Join Mishay Salon & Spa, Teddy Bear Cancer Foundation and The City of Hope and show your support to Lexi and her family this Sunday, August 21, 2011 from 11:00am-4:00pm at Mishay Salon & Spa located at 2728 De La Vina St, Santa Barbara, 93105.

Bring the whole family for food, music, face painting, raffle prizes, jumper and more. Give a simple cheek swab to determine if you are the Bone Marrow Match that will make the difference.

Lexi was diagnosed with AML Leukemia on Sep 3, 2010 – one week before her second birthday. What started with a cold and several ear infections became every parent’s worst nightmare. After being diagnosed she went through six months of chemotherapy and went into remission. Lexi has a strong spirit and fought through those six months like a champ with barely a complaint.

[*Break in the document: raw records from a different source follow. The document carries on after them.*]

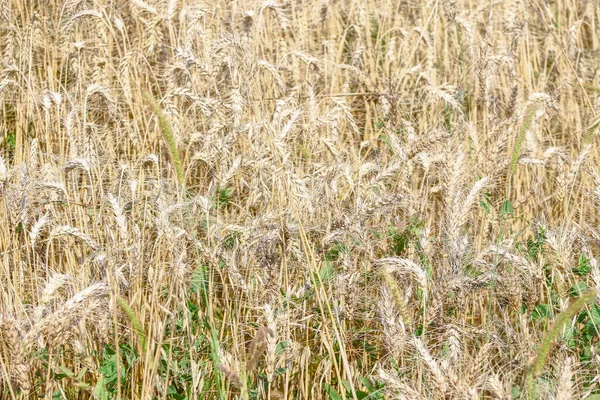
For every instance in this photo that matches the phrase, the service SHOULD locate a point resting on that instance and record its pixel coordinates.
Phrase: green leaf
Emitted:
(541, 311)
(99, 390)
(66, 371)
(333, 394)
(578, 289)
(280, 348)
(507, 208)
(584, 266)
(327, 272)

In May of this year, Lexi’s family welcomed Caleb, their second child into the world. According to her parents, she is the best big sister a kid could ask for. The family saved Caleb’s cord blood when he was born in hopes that he would be a match should Lexi need a bone marrow transplant. Unfortunately she does and he is not a match.

In June, Lexi relapsed and is now receiving Chemo treatments once again. The goal is to get her back into remission. Once she is in remission, she will need a Bone Marrow Transplant to save her life. Her best hope is to find a match in order to get her the transplant in time. She is an amazing little girl, who is the world to her family and those that know her.

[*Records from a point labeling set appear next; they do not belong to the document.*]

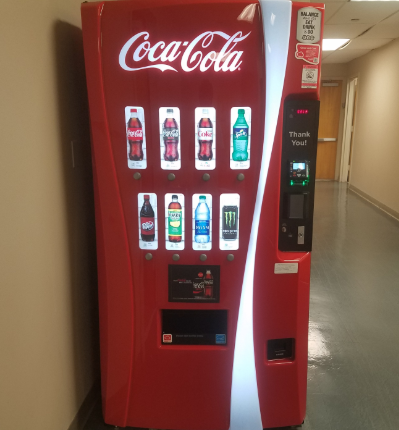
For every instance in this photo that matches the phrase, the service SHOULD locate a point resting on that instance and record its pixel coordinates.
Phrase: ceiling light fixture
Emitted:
(333, 44)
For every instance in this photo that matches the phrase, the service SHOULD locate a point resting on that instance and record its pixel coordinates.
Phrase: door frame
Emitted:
(347, 132)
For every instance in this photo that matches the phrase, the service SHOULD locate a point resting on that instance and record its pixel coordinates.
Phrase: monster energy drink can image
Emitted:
(229, 222)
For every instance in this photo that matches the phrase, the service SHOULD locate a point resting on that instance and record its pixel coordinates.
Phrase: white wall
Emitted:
(47, 264)
(337, 71)
(376, 144)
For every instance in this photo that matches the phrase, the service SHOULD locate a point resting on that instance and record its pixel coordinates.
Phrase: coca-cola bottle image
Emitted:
(205, 137)
(135, 136)
(147, 220)
(170, 134)
(174, 220)
(208, 293)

In the last three weeks with the assistance of The City of Hope, the Santa Barbara community has organized 12 Bone Marrow Drives submitting over 400 Bone Marrow tests into the National Bone Marrow Registry, each one hoping to be a match to help Lexi. Sadly, a match has yet to be found. YOU can still help. Join us this Sunday for a fun and inspirational day!!!

AML is the most common type of Acute Leukemia. More than 11,900 new cases occur in the United States each year, mostly in older adults. The average age of a person with AML is 65 years. Fewer than 10% of people with AML are children.